CO₂ emissions are a critical environmental concern driving global climate change, particularly the rise in Earth's average temperatures. Therefore, reducing CO₂ release into the atmosphere is essential. One promising solution for capturing and removing CO₂ from industrial gas streams is the use of absorption columns with amine-based solutions. In this study, an amine absorption column in a petrochemical plant was investigated. The column consists of two sections with different diameters: The column’s upper section features a smaller diameter, while the lower section is broader.
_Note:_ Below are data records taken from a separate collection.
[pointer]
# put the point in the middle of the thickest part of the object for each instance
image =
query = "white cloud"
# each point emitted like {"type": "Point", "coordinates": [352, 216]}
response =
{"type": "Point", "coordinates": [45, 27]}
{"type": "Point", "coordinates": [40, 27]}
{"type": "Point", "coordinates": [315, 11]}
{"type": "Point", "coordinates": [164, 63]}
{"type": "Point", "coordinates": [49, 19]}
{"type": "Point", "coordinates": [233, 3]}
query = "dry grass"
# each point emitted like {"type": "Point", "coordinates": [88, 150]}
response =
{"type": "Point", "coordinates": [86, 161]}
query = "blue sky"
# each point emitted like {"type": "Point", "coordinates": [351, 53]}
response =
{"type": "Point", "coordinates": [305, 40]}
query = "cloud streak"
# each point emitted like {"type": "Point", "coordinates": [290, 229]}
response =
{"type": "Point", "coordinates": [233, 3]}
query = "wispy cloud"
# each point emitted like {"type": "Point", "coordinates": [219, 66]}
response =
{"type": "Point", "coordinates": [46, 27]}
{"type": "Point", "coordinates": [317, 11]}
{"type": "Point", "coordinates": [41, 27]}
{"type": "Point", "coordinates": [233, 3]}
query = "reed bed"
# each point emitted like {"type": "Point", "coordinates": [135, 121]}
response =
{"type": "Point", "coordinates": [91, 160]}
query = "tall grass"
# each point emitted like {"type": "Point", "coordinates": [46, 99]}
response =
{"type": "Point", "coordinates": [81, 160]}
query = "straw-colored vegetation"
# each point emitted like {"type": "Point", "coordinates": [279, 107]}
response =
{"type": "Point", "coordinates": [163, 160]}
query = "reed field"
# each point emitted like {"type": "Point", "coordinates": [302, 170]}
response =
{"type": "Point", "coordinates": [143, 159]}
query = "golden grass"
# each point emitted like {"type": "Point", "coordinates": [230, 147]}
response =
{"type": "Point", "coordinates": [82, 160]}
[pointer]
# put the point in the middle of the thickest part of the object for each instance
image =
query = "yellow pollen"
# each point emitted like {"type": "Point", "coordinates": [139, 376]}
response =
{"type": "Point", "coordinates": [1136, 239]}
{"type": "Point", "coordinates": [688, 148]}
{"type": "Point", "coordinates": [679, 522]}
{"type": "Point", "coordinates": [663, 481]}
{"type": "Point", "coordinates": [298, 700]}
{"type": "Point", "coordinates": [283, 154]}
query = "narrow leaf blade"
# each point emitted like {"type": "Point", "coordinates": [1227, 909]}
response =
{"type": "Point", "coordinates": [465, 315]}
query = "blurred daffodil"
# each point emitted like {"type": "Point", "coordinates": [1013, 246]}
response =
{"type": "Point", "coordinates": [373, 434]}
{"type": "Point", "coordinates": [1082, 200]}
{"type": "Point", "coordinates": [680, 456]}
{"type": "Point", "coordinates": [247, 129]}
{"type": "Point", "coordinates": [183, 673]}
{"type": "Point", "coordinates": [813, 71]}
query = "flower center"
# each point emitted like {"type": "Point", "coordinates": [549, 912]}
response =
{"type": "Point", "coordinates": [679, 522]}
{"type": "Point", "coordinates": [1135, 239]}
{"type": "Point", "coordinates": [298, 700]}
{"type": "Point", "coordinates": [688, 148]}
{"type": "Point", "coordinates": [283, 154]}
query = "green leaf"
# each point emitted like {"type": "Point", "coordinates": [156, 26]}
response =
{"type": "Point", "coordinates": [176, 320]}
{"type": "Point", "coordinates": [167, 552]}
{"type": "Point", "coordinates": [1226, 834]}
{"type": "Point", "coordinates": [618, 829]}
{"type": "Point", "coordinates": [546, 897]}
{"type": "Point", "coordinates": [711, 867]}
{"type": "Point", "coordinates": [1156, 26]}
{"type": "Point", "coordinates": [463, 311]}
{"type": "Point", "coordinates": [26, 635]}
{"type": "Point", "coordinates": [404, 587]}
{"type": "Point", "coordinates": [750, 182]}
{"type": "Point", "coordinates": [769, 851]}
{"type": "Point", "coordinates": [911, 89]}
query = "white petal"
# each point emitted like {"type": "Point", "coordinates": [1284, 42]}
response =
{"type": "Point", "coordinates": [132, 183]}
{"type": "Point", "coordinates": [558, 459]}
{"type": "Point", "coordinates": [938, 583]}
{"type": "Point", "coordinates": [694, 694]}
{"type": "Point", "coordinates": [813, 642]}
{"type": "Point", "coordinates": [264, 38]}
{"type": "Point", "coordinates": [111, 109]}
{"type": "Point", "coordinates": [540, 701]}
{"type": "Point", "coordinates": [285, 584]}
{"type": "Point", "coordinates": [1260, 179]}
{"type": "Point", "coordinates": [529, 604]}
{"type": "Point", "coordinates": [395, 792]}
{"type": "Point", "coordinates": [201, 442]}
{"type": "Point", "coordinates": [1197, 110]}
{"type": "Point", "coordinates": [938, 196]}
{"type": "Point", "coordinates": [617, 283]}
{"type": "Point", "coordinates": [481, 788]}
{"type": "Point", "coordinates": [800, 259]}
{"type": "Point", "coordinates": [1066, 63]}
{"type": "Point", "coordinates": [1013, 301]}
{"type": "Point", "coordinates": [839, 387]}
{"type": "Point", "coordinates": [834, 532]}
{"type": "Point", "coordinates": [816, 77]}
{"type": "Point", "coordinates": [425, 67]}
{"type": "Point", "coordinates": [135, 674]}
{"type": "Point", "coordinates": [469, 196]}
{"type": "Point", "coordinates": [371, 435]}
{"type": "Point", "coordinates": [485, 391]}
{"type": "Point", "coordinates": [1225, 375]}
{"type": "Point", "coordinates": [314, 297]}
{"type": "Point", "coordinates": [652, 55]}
The column receives lean amine at its uppermost section, with semi-lean amine being fed where the diameter changes. Nanofluid solutions containing Al₂O₃, SiO₂, and TiO₂ nanoparticles were utilized. The flow rates of both amine streams were kept constant, while the inlet gas flow rates were set at 215, 161, and 140 tons per hour. Nanofluids with weight concentrations of 0.03, 0.05, and 0.1 wt% and particle sizes of 20, 50, and 80 nanometers were considered. The study focused on analyzing CO₂ concentration profiles along the column, mass transfer coefficient, absorption efficiency and pressure drop in the presence of amine and nanofluid solutions. Results show elevated gas velocities correlate with diminished CO₂ removal performance in all cases. Also, the numerical simulation results indicate that increasing wt% leads to higher CO₂ absorption efficiency and mass transfer coefficient. Furthermore, comparison between nanoparticles of different sizes shows that smaller particles exhibit better performance.